Giter Site home page Giter Site logo

Quick benchmark about odbc2parquet HOT 18 CLOSED

pacman82 avatar pacman82 commented on May 29, 2024
Quick benchmark

from odbc2parquet.

Comments (18)

alippai avatar alippai commented on May 29, 2024 1

I played with one of my larger tables (30M rows) a little bit. The query execution seems to be quick, eg if I add limit 1000000 it completes in 5sec fetching included.

So far I collected this:

  1. Prints ODBC env created. It starts with CPU usage 20-25%
  2. After 1 min it prints the column info (11 columns, int, bigint, timestamp, but tried without timestamp as well). Row size 220 bytes, batch size 10M.
  3. Switches to 100% CPU usage and one fetch seems to be 12sec
  4. Still with 100% CPU usage writing columns for 10 sec (so 1 sec / column)
  5. The complete workload is finished in 2minutes (repeating the 2-3. points above 4x), user time 70sec, sys time 7 sec.

This definitely looks to be CPU bound. If I turn off compression it's down to 1m38s (and user time down to 50s), but the CPU is still on 100% (only one used out of many). Setting the batch size to 1M doesn't really help, the column info is printed earlier, but the end-to-end time is the same.

How should I proceed in the investigation? Is this helpful?

from odbc2parquet.

pacman82 avatar pacman82 commented on May 29, 2024 1

Hello @vikramhn ,

feel free to evaluate and choose any tool you like for your usecase. This odbc2parquet is only concerned with ODBC <-> Parquet. As such I might be interessted in benchmarks regarding odbc2parquet itself, comparing it to previous versions of itself. It would be interessting to know how it competes with other ways of fetching parquet from a database. So far I feel though odbc2parquet is competitive, if not best.

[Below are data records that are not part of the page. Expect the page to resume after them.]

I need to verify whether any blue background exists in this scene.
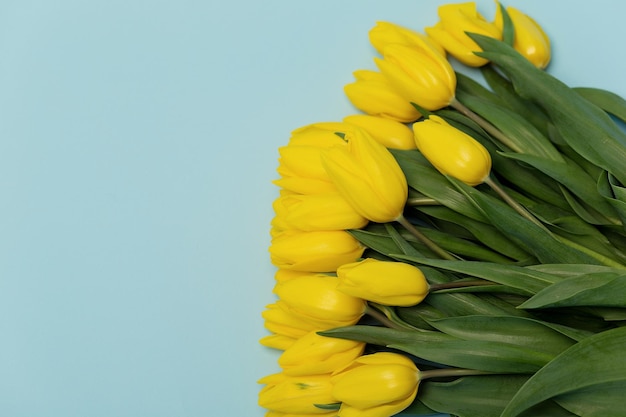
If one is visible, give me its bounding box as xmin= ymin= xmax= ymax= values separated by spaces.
xmin=0 ymin=0 xmax=626 ymax=417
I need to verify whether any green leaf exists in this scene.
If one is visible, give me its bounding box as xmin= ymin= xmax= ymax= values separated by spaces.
xmin=468 ymin=34 xmax=626 ymax=184
xmin=519 ymin=272 xmax=626 ymax=309
xmin=448 ymin=178 xmax=604 ymax=264
xmin=501 ymin=153 xmax=619 ymax=224
xmin=501 ymin=327 xmax=626 ymax=417
xmin=391 ymin=150 xmax=486 ymax=222
xmin=554 ymin=381 xmax=626 ymax=417
xmin=398 ymin=256 xmax=560 ymax=295
xmin=598 ymin=171 xmax=626 ymax=230
xmin=417 ymin=375 xmax=575 ymax=417
xmin=418 ymin=206 xmax=530 ymax=261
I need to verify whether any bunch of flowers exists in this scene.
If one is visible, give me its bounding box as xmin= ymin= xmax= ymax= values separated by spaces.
xmin=259 ymin=3 xmax=626 ymax=417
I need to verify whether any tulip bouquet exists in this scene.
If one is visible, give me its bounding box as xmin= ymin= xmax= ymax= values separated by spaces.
xmin=259 ymin=3 xmax=626 ymax=417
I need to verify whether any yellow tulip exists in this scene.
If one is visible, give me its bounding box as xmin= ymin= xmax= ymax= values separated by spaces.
xmin=425 ymin=2 xmax=502 ymax=67
xmin=274 ymin=122 xmax=351 ymax=194
xmin=278 ymin=331 xmax=365 ymax=375
xmin=413 ymin=116 xmax=491 ymax=186
xmin=332 ymin=352 xmax=419 ymax=417
xmin=344 ymin=70 xmax=421 ymax=123
xmin=322 ymin=130 xmax=408 ymax=224
xmin=274 ymin=275 xmax=365 ymax=324
xmin=269 ymin=230 xmax=365 ymax=272
xmin=494 ymin=7 xmax=551 ymax=69
xmin=272 ymin=193 xmax=367 ymax=231
xmin=374 ymin=41 xmax=456 ymax=111
xmin=343 ymin=114 xmax=415 ymax=150
xmin=369 ymin=22 xmax=446 ymax=56
xmin=337 ymin=258 xmax=428 ymax=307
xmin=259 ymin=373 xmax=335 ymax=415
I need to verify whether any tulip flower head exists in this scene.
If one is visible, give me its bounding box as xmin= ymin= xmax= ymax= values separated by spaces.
xmin=425 ymin=2 xmax=502 ymax=67
xmin=259 ymin=373 xmax=335 ymax=415
xmin=374 ymin=41 xmax=456 ymax=111
xmin=322 ymin=129 xmax=408 ymax=223
xmin=344 ymin=70 xmax=421 ymax=123
xmin=413 ymin=116 xmax=491 ymax=186
xmin=272 ymin=193 xmax=367 ymax=231
xmin=343 ymin=114 xmax=415 ymax=150
xmin=369 ymin=22 xmax=446 ymax=56
xmin=332 ymin=352 xmax=420 ymax=417
xmin=494 ymin=7 xmax=551 ymax=69
xmin=337 ymin=258 xmax=428 ymax=307
xmin=269 ymin=230 xmax=365 ymax=272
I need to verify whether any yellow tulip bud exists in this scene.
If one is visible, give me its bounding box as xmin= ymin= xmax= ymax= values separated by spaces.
xmin=343 ymin=114 xmax=415 ymax=150
xmin=322 ymin=130 xmax=408 ymax=224
xmin=337 ymin=258 xmax=428 ymax=307
xmin=272 ymin=193 xmax=367 ymax=231
xmin=269 ymin=230 xmax=365 ymax=272
xmin=274 ymin=275 xmax=365 ymax=324
xmin=332 ymin=352 xmax=419 ymax=417
xmin=413 ymin=116 xmax=491 ymax=186
xmin=259 ymin=373 xmax=335 ymax=415
xmin=494 ymin=7 xmax=551 ymax=69
xmin=425 ymin=2 xmax=502 ymax=67
xmin=369 ymin=22 xmax=446 ymax=56
xmin=374 ymin=41 xmax=456 ymax=111
xmin=274 ymin=122 xmax=351 ymax=194
xmin=278 ymin=332 xmax=365 ymax=375
xmin=344 ymin=70 xmax=421 ymax=123
xmin=259 ymin=334 xmax=297 ymax=351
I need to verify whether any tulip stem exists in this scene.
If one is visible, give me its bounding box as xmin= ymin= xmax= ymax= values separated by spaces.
xmin=450 ymin=98 xmax=522 ymax=153
xmin=396 ymin=214 xmax=459 ymax=261
xmin=419 ymin=368 xmax=496 ymax=381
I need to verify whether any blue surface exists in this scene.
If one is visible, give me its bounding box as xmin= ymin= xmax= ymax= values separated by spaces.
xmin=0 ymin=0 xmax=626 ymax=417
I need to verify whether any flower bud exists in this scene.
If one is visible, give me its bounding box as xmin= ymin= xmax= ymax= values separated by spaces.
xmin=259 ymin=373 xmax=335 ymax=415
xmin=425 ymin=2 xmax=502 ymax=67
xmin=494 ymin=7 xmax=550 ymax=69
xmin=273 ymin=193 xmax=367 ymax=231
xmin=269 ymin=230 xmax=365 ymax=272
xmin=322 ymin=130 xmax=408 ymax=223
xmin=343 ymin=114 xmax=415 ymax=150
xmin=413 ymin=116 xmax=491 ymax=186
xmin=332 ymin=352 xmax=419 ymax=417
xmin=344 ymin=70 xmax=421 ymax=123
xmin=374 ymin=41 xmax=456 ymax=111
xmin=337 ymin=258 xmax=428 ymax=307
xmin=274 ymin=275 xmax=365 ymax=324
xmin=369 ymin=22 xmax=446 ymax=56
xmin=278 ymin=332 xmax=365 ymax=375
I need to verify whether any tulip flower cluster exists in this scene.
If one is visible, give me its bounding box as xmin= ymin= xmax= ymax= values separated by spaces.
xmin=259 ymin=2 xmax=626 ymax=417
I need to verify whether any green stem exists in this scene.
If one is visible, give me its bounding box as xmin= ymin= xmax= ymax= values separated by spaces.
xmin=484 ymin=175 xmax=548 ymax=230
xmin=419 ymin=368 xmax=497 ymax=381
xmin=396 ymin=214 xmax=459 ymax=261
xmin=484 ymin=176 xmax=626 ymax=269
xmin=365 ymin=304 xmax=406 ymax=330
xmin=406 ymin=197 xmax=441 ymax=207
xmin=450 ymin=98 xmax=522 ymax=153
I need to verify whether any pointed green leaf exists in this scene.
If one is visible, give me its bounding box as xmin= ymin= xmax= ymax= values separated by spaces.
xmin=417 ymin=375 xmax=575 ymax=417
xmin=501 ymin=327 xmax=626 ymax=417
xmin=469 ymin=34 xmax=626 ymax=184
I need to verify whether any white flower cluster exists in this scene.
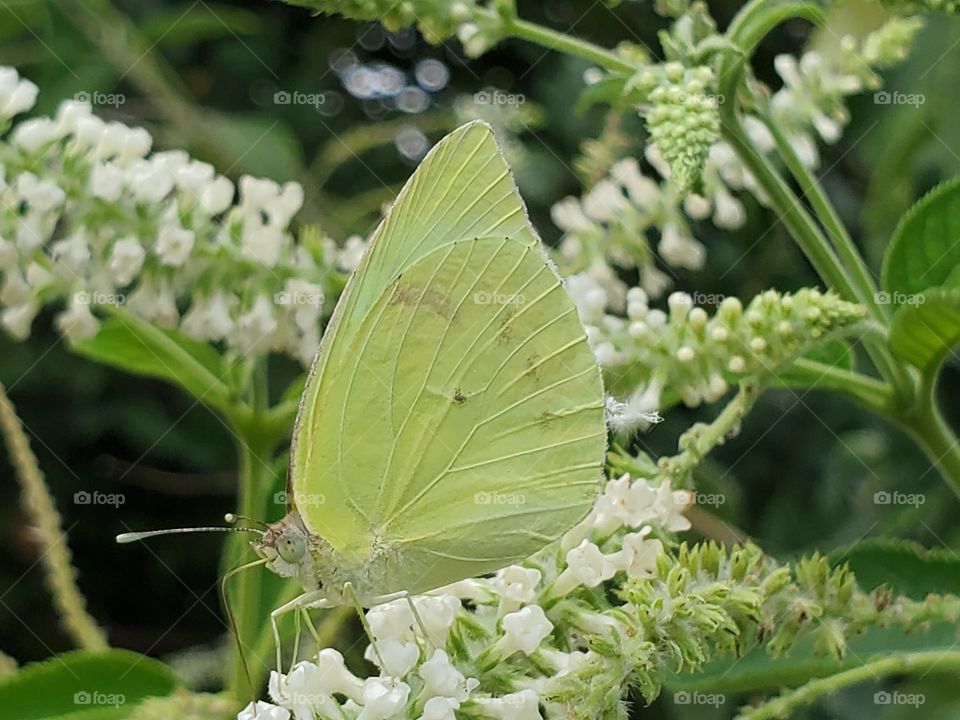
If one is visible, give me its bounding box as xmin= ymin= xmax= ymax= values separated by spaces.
xmin=0 ymin=68 xmax=362 ymax=363
xmin=552 ymin=17 xmax=922 ymax=297
xmin=238 ymin=475 xmax=691 ymax=720
xmin=567 ymin=282 xmax=864 ymax=420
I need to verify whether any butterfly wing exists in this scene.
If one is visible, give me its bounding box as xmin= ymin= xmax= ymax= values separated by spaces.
xmin=301 ymin=237 xmax=606 ymax=592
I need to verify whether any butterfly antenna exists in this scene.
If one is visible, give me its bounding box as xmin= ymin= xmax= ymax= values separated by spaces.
xmin=223 ymin=513 xmax=270 ymax=530
xmin=220 ymin=556 xmax=267 ymax=707
xmin=117 ymin=527 xmax=263 ymax=545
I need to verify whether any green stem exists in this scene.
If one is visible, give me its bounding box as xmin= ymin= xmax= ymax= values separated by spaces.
xmin=718 ymin=0 xmax=913 ymax=396
xmin=496 ymin=11 xmax=637 ymax=73
xmin=737 ymin=650 xmax=960 ymax=720
xmin=790 ymin=358 xmax=893 ymax=417
xmin=899 ymin=379 xmax=960 ymax=497
xmin=226 ymin=361 xmax=273 ymax=699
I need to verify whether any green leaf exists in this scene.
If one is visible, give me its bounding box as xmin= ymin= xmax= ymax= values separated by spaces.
xmin=830 ymin=538 xmax=960 ymax=600
xmin=666 ymin=623 xmax=956 ymax=693
xmin=0 ymin=650 xmax=180 ymax=720
xmin=882 ymin=177 xmax=960 ymax=298
xmin=774 ymin=338 xmax=857 ymax=389
xmin=890 ymin=288 xmax=960 ymax=373
xmin=72 ymin=309 xmax=231 ymax=410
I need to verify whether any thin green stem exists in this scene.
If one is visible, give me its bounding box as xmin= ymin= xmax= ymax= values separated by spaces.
xmin=227 ymin=361 xmax=273 ymax=699
xmin=490 ymin=11 xmax=637 ymax=72
xmin=737 ymin=650 xmax=960 ymax=720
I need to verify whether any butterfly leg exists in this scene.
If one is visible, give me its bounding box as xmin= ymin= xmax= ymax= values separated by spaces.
xmin=343 ymin=582 xmax=387 ymax=672
xmin=270 ymin=590 xmax=333 ymax=672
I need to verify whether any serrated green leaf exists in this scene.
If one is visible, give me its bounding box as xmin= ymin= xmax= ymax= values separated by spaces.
xmin=890 ymin=288 xmax=960 ymax=373
xmin=665 ymin=623 xmax=957 ymax=693
xmin=882 ymin=178 xmax=960 ymax=304
xmin=830 ymin=538 xmax=960 ymax=600
xmin=0 ymin=650 xmax=180 ymax=720
xmin=72 ymin=309 xmax=230 ymax=410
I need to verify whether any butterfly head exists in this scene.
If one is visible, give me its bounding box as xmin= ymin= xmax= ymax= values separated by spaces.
xmin=250 ymin=510 xmax=319 ymax=587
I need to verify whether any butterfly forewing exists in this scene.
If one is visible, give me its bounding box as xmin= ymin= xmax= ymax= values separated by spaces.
xmin=301 ymin=237 xmax=606 ymax=591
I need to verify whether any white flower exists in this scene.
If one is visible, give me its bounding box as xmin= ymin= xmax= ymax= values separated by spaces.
xmin=613 ymin=526 xmax=663 ymax=578
xmin=490 ymin=565 xmax=541 ymax=603
xmin=0 ymin=301 xmax=40 ymax=340
xmin=268 ymin=661 xmax=339 ymax=720
xmin=0 ymin=67 xmax=37 ymax=118
xmin=180 ymin=290 xmax=234 ymax=342
xmin=12 ymin=118 xmax=59 ymax=153
xmin=200 ymin=176 xmax=233 ymax=215
xmin=337 ymin=235 xmax=367 ymax=272
xmin=107 ymin=237 xmax=146 ymax=287
xmin=154 ymin=225 xmax=194 ymax=267
xmin=418 ymin=697 xmax=460 ymax=720
xmin=316 ymin=648 xmax=363 ymax=702
xmin=357 ymin=678 xmax=410 ymax=720
xmin=230 ymin=295 xmax=277 ymax=353
xmin=413 ymin=595 xmax=463 ymax=646
xmin=55 ymin=296 xmax=100 ymax=342
xmin=367 ymin=600 xmax=414 ymax=640
xmin=417 ymin=650 xmax=479 ymax=702
xmin=243 ymin=221 xmax=284 ymax=267
xmin=497 ymin=605 xmax=553 ymax=657
xmin=237 ymin=700 xmax=290 ymax=720
xmin=363 ymin=639 xmax=420 ymax=677
xmin=557 ymin=540 xmax=617 ymax=588
xmin=90 ymin=163 xmax=126 ymax=202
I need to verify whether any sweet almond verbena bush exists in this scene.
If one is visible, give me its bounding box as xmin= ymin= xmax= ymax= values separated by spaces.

Personally I do not have the bandwith to worry about the performance of other tools. If you want to do so here and share the results of your findings, you are welcome to do so however.

Cheers, Markus

from odbc2parquet.

pacman82 avatar pacman82 commented on May 29, 2024

how did you generate the text file with MySQL?

from odbc2parquet.

pacman82 avatar pacman82 commented on May 29, 2024

and was the database used a MySQL, in all three cases?

from odbc2parquet.

alippai avatar alippai commented on May 29, 2024

It was the same (old) MySQL instance. The text is simply mysql -e query output piped to a file.
The unixodbc, mysql client, turbodbc and odbc2parquet were installed using conda-forge (cargo coming from the rust dev channel), so everything up to date.

from odbc2parquet.

alippai avatar alippai commented on May 29, 2024

I can make more scientific benchmarks (or even add to this repo to compare)

from odbc2parquet.

pacman82 avatar pacman82 commented on May 29, 2024

cool thanks! I wonder how odbcsv would perform against the piped text output? This should be more comparable than with odbc2parquet. I also wonder how odbc2parquet perform against turbodbc -> pandas -> parquet.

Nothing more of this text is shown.